Immobilier locatif : faut-il privilégier le neuf ou l’ancien pour payer moins d’impôts ?
On va être honnête tout de suite : quand on parle d’immobilier locatif, la question du neuf ou de l’ancien revient toujours à cause des impôts. Toujours. Même chez des gens qui jurent ne pas investir “pour défiscaliser”. Normal. Quand on voit la ligne “impôt sur le revenu” grimper chaque année, on cherche tous un moyen de calmer un peu le jeu. Mais alors, franchement, entre le neuf bien propre et l’ancien plein de charme (et de surprises), qu’est-ce qui fait vraiment baisser la note fiscale ?
Deuxième chose importante, et on en parle trop peu : les dispositifs fiscaux ne se ressemblent pas du tout. Certains sont simples, d’autres franchement tordus. Et pour s’y retrouver, beaucoup de gens vont jeter un œil à des ressources comme https://defiscalisation-fr.com, histoire de comprendre à quoi ils ont réellement droit avant de signer chez le notaire. Et ils ont raison.
Le neuf : séduisant sur le papier, rassurant dans la tête
Le neuf, c’est un peu la promesse de la tranquillité. Pas de toiture à refaire, pas de chaudière capricieuse, pas de syndic qui vous appelle pour un ravalement imprévu. Perso, la première fois que j’ai visité un appartement neuf, ça sentait encore le placo et la peinture fraîche. Tout était droit, net, silencieux. Ça rassure.

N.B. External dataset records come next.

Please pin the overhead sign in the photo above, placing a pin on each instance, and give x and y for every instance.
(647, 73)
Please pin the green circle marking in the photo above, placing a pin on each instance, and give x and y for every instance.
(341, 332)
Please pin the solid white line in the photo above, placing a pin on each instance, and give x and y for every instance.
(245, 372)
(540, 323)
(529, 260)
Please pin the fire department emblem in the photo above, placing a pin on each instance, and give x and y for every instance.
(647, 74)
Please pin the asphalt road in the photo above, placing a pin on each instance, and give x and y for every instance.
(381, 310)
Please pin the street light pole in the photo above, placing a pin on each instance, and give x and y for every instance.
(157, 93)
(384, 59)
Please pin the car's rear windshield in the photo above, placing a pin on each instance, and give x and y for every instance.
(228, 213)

Fiscalement, le neuf a longtemps été la star grâce au Pinel. Bon, soyons clairs : le Pinel, tel qu’on l’a connu, s’est arrêté fin 2024. Donc si quelqu’un vous le vend encore comme “l’option miracle”, méfiance. Aujourd’hui, le neuf reste intéressant surtout pour deux choses : des frais de notaire réduits (autour de 2 à 3 %, contre 7 à 8 % dans l’ancien) et une meilleure visibilité sur les charges et travaux à venir.

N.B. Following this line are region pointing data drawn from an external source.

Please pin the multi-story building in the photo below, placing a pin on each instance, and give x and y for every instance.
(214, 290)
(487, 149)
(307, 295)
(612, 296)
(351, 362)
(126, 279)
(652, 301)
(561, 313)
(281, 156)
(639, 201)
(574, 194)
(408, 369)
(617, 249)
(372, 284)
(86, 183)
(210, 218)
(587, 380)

Mais côté impôts purs ? Sans dispositif spécifique, le neuf n’est pas forcément le plus agressif fiscalement. Les loyers sont souvent plus élevés, donc plus imposés. Et les charges déductibles, au début, sont plutôt faibles. Ça surprend souvent.

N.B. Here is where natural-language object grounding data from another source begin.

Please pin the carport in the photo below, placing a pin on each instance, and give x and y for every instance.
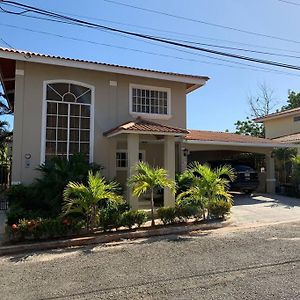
(205, 146)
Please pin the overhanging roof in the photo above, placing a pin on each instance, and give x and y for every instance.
(202, 137)
(291, 138)
(142, 126)
(192, 81)
(277, 115)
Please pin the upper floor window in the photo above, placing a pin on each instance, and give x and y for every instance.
(146, 100)
(297, 119)
(68, 120)
(122, 158)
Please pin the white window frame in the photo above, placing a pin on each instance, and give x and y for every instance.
(143, 152)
(150, 115)
(44, 116)
(297, 119)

L’ancien : plus de contraintes, mais une fiscalité souvent plus souple
L’ancien, c’est une autre ambiance. Un parquet qui grince, des murs pas toujours d’équerre, parfois une cage d’escalier qui sent un peu l’humidité. Mais fiscalement, c’est là que ça devient intéressant. Vraiment.
Pourquoi ? Parce que les travaux sont déductibles. Et pas qu’un peu. Quand on investit dans un bien ancien à rénover, on peut générer du déficit foncier. En clair : les travaux viennent réduire vos revenus imposables. Et là, pour quelqu’un déjà bien taxé, l’effet est immédiat. Moins d’impôt cette année, parfois pendant plusieurs années. C’est concret, palpable.
Il y a aussi le régime LMNP au réel, très utilisé dans l’ancien. Amortissement du bien, des meubles, des travaux… Sur le papier, vous encaissez des loyers, mais fiscalement, vous pouvez parfois ne presque rien payer. La première fois que je l’ai vu appliqué, j’avoue, ça m’a surpris.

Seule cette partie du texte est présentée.